Below, Dr. Mulvaney helps separate flu fact from fiction.
Myth #1: The flu vaccination can hurt my baby if I’m pregnant.
Many women are reluctant to get the flu vaccination during pregnancy because of questions about how it will affect their unborn baby.
“Pregnant women are at a higher risk for flu-related complications than the general population, so a flu vaccination during pregnancy should be a priority,” says Dr. Mulvaney.
Pregnant women who are vaccinated pass their immunity on to their unborn baby, and that protection can last for several months after birth. Babies born to mothers who don’t receive the flu vaccination won’t receive the same protection. You might be hesitant to receive the flu vaccine, but remember: It has benefits for you and your baby.
Myth #2: The flu vaccine gives you the flu.

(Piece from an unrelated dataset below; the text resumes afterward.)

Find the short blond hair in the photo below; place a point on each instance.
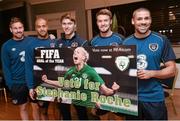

While it’s true that the vaccine is from a version of the flu virus, it comes from a ‘killed’ version of the virus that can’t cause infection. Most people that receive the flu vaccine do not usually have problems however a few people will have minor symptoms of sore throat, hoarseness, cough, fever aches, headache, itching and fatigue. This usually resolves within 1-2 days. More serious problems are rare.
Myth #3: The flu is just a bad cold.
Flu symptoms can vary, so for some, it may not feel like more than a cold. But for others, the flu can include symptoms like a high fever, a runny or stuffy nose, headaches and body aches, chills, fatigue, nausea, and vomiting.
Another reason not to treat the flu like a cold? Thousands of people are hospitalized each year with severe flu symptoms like shortness of breath, chest pain or pressure, dizziness, vomiting, discoloration of the lips, confusion, or seizures. If you start to notice symptoms like these, seek medical attention immediately.
Myth #4: The flu vaccine is the same every year. If I got it last year, I don’t need it this year.
Some vaccinations, like those for hepatitis B or measles, mumps, and rubella, you only need to get once. The flu shot isn’t one of them.
“The flu is an infection caused by several different types of influenza virus. The vaccine changes every year to reflect the viruses that are most likely to be a problem in that year,” explains Dr. Mulvaney. “That’s why you should get a vaccine every year. Last year’s vaccine won’t be effective because it doesn’t contain the right influenza types for the current year.”
Myth #5: If you’re healthy, you don’t need the flu vaccine.
A common misconception about the flu vaccine is that if you’re a healthy person, you don’t need it. Not so. Healthy practices like washing your hands, avoiding touching your eyes, nose, or mouth, and eating a healthy diet, can decrease your risk for the flu, but they won’t protect you completely. No matter how healthy you are, you can still be at risk for the flu, even if you were vaccinated last year.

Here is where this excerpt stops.